Paul Stewart pstewart at nexicomgroup.net
Thu Jun 11 08:55:06 CDT 2009


Our experience with them was at least one major (longer than an hour)
outages PER MONTH and many of those times they were black holing our
routes in their network which was the most damaging aspect.  The outages
were one thing but when our routes still somehow managed to get
advertised in their network (even though our BGP session was down) that
really created issues.  I have heard from some nearby folks who still
have service that it's gotten better, but we are also in the "regional
offering" when it comes to IP Transit and have sold connections to many
former Cogent customers who were fed up and left.

I have found with Cogent that you will get a LOT of varying opinions on
them - there are several other players (at least in our market) that are
priced very similar now and have a better history behind them.....
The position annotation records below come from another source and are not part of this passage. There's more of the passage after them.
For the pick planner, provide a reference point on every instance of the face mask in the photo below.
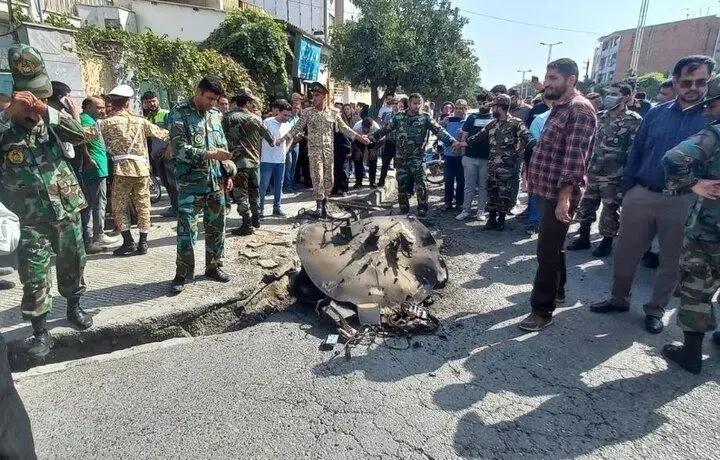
(610, 102)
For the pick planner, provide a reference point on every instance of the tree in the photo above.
(415, 45)
(258, 42)
(649, 83)
(171, 63)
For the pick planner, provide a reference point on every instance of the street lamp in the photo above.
(550, 45)
(522, 85)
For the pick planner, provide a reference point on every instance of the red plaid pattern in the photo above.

The specific de-peering issues never effected us much due to enough
diversity in our upstreams and a fair amount of direct/public peering...

Thanks,

Paul



-----Original Message-----
From: Justin Shore [mailto:justin at justinshore.com] 
Sent: Thursday, June 11, 2009 9:47 AM
To: NANOG
Subject: Cogent input

I'm in search of some information about Cogent, it's past, present and 
future.  I've heard bits and pieces about Cogent's past over the years 
but by no means have I actively been keeping up.
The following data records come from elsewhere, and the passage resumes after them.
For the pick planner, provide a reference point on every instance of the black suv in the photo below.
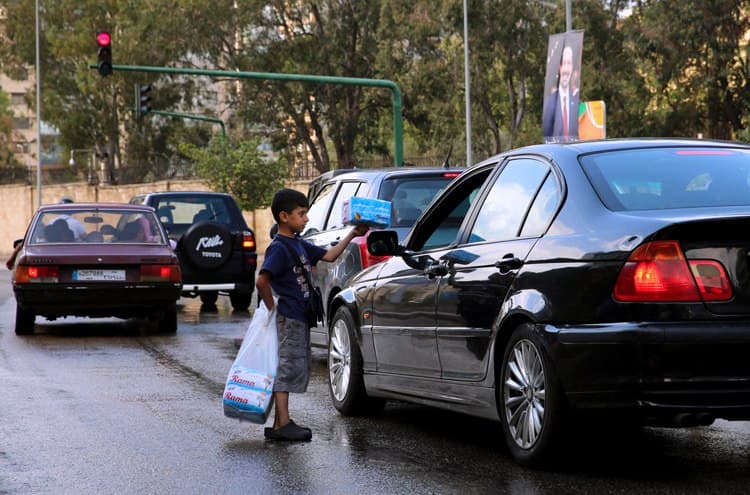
(216, 248)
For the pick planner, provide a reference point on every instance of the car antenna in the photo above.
(446, 162)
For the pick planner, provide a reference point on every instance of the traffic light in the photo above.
(104, 42)
(142, 99)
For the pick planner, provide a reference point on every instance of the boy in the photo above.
(280, 272)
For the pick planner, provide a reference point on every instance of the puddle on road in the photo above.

I'm aware of some (regular?) depeering issues.  The NANOG archives have 
given me some additional insight into that (recurring?) problem.  The 
reasoning behind the depeering events is a bit fuzzy though.  I would be

interested in people's opinion on whether or not they should be consider

for upstream service based on this particular issue.  Are there any 
reasonable mitigation measures available to Cogent downstreams if 
(when?) Cogent were to be depeered again?  My understanding is that at 
least on previous depeering occasion, the depeering partner simply 
null-routed all prefixes being received via Cogent, creating a blackhole

essentially.  I also recall reading that this meant that prefixes being 
advertised and received by the depeering partner from other peers would 
still end up in the blackhole.  The only solution I would see to this 
problem would be to shut down the BGP session with Cogent and rely on a 
2nd upstream.  Are there any other possible steps for mitigation in a 
depeering event?

I also know that their bandwidth is extremely cheap.  This of course 
creates an issue for technical folks when trying to justify other 
upstream options that cost significantly more but also don't have a 
damaging history of getting depeered.

Does Cogent still have an issue with depeering?  Are there any 
reasonable mitigation measures or should a downstream customer do any 
thing in particular to ready themselves for a depeering event?  Does 
their low cost outweigh the risks?  What are the specific risks?